Literature DB >> 20887556

17β-oestradiol acts as a negative modulator of insulin-induced lactotroph cell proliferation through oestrogen receptor α, via nitric oxide/guanylyl cyclase/cGMP.

S Gutiérrez1, J P Petiti, L d V Sosa, L Fozzatti, A L De Paul, A M Masini-Repiso, A I Torres.   

Abstract

OBJECTIVES: 17β-oestradiol interacts with growth factors to modulate lactotroph cell population. However, contribution of isoforms of the oestrogen receptor in these activities is not fully understood. In the present study, we have established participation of α and β oestrogen receptors in effects of 17β-oestradiol on lactotroph proliferation induced by insulin and shown involvement of the NO/sGC/cGMP pathway.
MATERIALS AND METHODS: Cell cultures were prepared from anterior pituitaries of female rats to evaluate lactotroph cell proliferation using bromodeoxyuridine (BrdUrd) detection, protein expression by western blotting and cGMP by enzyme immunoassay.
RESULTS: In serum-free conditions, 17β-oestradiol and α and β oestrogen receptor agonists (PPT and DPN) failed to increase numbers of lactotroph cells undergoing mitosis. Co-incubation of 17β-oestradiol/insulin and PPT/insulin significantly decreased lactotroph mitogenic activity promoted by insulin alone.
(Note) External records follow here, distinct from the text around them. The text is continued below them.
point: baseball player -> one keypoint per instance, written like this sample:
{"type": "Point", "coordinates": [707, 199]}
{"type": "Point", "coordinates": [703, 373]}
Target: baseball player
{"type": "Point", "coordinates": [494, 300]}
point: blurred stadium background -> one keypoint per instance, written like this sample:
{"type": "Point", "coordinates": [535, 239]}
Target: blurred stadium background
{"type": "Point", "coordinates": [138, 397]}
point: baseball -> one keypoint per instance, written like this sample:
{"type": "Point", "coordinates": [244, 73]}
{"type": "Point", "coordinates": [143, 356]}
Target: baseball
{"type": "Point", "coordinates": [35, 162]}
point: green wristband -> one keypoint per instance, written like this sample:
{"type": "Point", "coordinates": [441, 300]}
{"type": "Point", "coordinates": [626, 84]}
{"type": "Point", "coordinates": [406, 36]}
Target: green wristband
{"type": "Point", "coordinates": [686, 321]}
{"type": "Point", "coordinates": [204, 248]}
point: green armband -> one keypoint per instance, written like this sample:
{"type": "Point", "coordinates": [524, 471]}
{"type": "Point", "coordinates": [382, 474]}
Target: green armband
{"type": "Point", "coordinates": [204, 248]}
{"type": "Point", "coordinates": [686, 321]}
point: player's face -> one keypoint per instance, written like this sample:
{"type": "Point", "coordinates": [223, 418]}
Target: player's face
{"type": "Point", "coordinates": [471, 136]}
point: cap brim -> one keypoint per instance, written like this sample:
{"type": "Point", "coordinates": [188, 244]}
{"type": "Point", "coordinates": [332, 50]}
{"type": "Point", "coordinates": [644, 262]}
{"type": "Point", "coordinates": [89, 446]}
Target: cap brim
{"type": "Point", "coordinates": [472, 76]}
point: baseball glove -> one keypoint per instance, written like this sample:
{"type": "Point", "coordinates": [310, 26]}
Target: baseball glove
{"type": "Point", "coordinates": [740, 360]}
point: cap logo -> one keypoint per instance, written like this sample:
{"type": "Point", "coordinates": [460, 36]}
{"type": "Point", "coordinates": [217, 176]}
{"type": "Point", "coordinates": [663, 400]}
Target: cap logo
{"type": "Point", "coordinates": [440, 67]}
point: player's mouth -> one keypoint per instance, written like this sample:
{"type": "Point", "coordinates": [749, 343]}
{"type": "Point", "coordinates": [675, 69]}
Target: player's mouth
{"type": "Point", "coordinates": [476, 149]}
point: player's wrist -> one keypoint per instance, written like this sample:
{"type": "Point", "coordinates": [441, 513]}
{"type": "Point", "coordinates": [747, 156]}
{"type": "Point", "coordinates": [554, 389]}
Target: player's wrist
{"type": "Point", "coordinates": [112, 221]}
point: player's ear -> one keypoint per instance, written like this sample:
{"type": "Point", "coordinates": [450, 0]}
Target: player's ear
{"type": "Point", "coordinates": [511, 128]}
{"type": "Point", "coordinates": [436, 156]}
Both ICI 182780 and NOS inhibitors (L-NMMA and L-NAME) induced reversal of the anti-proliferative effect promoted by 17β-oestradiol/insulin and PPT/insulin. Moreover, 17β-oestradiol, PPT and insulin increased sGC α1 protein expression and inhibited β1, whereas co-incubation of 17β-oestradiol/insulin or PPT/insulin induced increases of the two isoforms α1 and β1. 17β-oestradiol and insulin reduced cGMP production, while 17β-oestradiol/insulin co-incubation increased this cyclic nucleotide.
CONCLUSIONS: Our results suggest that 17β-oestradiol is capable of arresting lactotroph proliferation induced by insulin through ER α with participation of the signalling NO/sGC/cGMP pathway.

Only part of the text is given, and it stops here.